Wie lustig ist das Altwerden?

„My Fair Lady“ auf Norddeutsch: Szene aus „Der arme Ritter“ mit (von links) Edda Pastor, Tanja Kleine, Wolfgang Sommer, Peter Wohlert und Wilfried Dziallas in der Titelrolle. Foto: Schoelzchen

BAUNATAL. Das Hamburger Ohnsorg-Theater ist eine Institution, die sich mit norddeutschem Humor und zu Herzen gehenden Komödien bundesweit einen Namen gemacht hat. Und so war es vermutlich der Zusatz „Ohnsorg“, der ein so zahlreiches Publikum in die Baunataler Stadthalle gelockt hatte, um Stefan Vögels Komödie „Der arme Ritter“ zu sehen.

So mancher mag sich aber auch über die Wiederbegegnung mit der früheren Kasseler Schauspielchefin Adelheid Müther gefreut haben, die als freie Regisseurin dieses Stück inszeniert hat.

Stefan Vögel, der diese leicht melancholische Komödie um den vereinsamten früheren Schlossbesitzer und Internatsdirektor Ludwig Ritter von Schwitters (Wilfried Dziallas) schrieb stammt zwar aus Vorarlberg. Der norddeutsche Humor, das Kantige, Eigensinnige und doch Liebenswerte dieses Menschenschlags kommen dennoch in Stück und Inszenierung ausgezeichnet zum Ausdruck.
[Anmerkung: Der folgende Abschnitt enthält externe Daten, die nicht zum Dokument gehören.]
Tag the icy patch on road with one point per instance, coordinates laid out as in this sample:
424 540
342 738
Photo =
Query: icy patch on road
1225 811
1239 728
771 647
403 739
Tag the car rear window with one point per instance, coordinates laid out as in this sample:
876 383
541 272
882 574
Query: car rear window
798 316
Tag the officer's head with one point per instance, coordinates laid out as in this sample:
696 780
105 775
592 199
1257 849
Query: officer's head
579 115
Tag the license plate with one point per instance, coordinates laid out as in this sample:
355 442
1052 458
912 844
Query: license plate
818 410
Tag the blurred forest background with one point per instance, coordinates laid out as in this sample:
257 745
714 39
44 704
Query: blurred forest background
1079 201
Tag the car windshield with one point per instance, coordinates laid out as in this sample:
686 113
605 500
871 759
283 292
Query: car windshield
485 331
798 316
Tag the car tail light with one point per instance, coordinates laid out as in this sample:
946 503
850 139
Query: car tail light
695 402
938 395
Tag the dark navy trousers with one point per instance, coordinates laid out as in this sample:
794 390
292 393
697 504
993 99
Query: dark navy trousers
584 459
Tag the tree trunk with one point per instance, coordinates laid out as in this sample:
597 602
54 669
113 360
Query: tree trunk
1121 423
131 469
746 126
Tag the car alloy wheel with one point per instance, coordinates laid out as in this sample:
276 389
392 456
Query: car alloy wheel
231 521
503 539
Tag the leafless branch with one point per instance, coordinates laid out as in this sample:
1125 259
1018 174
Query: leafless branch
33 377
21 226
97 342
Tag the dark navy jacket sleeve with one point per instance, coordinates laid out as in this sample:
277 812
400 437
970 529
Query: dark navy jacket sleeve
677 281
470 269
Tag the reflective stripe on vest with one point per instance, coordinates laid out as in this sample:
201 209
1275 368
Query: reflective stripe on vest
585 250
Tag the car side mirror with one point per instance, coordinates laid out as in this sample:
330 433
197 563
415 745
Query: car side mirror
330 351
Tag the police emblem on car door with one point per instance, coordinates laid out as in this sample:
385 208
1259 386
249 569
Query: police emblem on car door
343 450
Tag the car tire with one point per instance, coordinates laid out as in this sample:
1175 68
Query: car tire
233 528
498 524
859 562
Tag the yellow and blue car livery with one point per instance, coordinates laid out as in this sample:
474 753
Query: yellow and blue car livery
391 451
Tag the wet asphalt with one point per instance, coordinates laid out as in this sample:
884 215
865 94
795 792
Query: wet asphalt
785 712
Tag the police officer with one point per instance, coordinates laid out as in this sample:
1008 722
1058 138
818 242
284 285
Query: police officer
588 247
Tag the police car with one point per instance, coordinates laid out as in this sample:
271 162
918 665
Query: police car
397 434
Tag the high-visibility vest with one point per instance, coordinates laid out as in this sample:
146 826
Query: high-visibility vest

Thema der Komödie ist Ritter von Schwitters „Rückführung“ ins Leben durch die junge alleinerziehende Mutter und Rapperin Paula Dittmer (Birte Kretschmer). Müther setzt ganz auf die Auseinandersetzung dieser beiden so unterschiedlichen Charaktere, aus deren Zusammenprall sich heftige Komik ergibt, aber auch eine vorsichtige Annäherung.

Im Grunde ist es eine Pygmalion-Geschichte, auch wenn sie anders ausgeht als in der berühmten „My FairLady“-Fassung nach dem Stück von Bernard Shaw.

Der „arme Ritter“ unterrichtet das sozial benachteiligte Mädchen und führt es zu mathematischen Sonderleistungen, sie bringt mit ihrer direkten Herzlichkeit und Unverblümtheit sein schon erstarrtes Leben wieder in Schwung, aber sein Herz entdeckt er für eine andere.

Die Mitbewohnerin im Altersheim, in dem das Ganze spielt, Elisabeth (Edda Pastor), wird ihm in Zukunft die verlorene Familie ersetzen. Die anderen Figuren sind Stichwortgeber, wie die Zimmernachbarn Franz (Wolfgang Sommer) und Norbert (Peter Wohlert) sowie Schwester Isolde (Meike Meiners). Langer Beifall für einen erheiternden und anrührenden Theaterabend.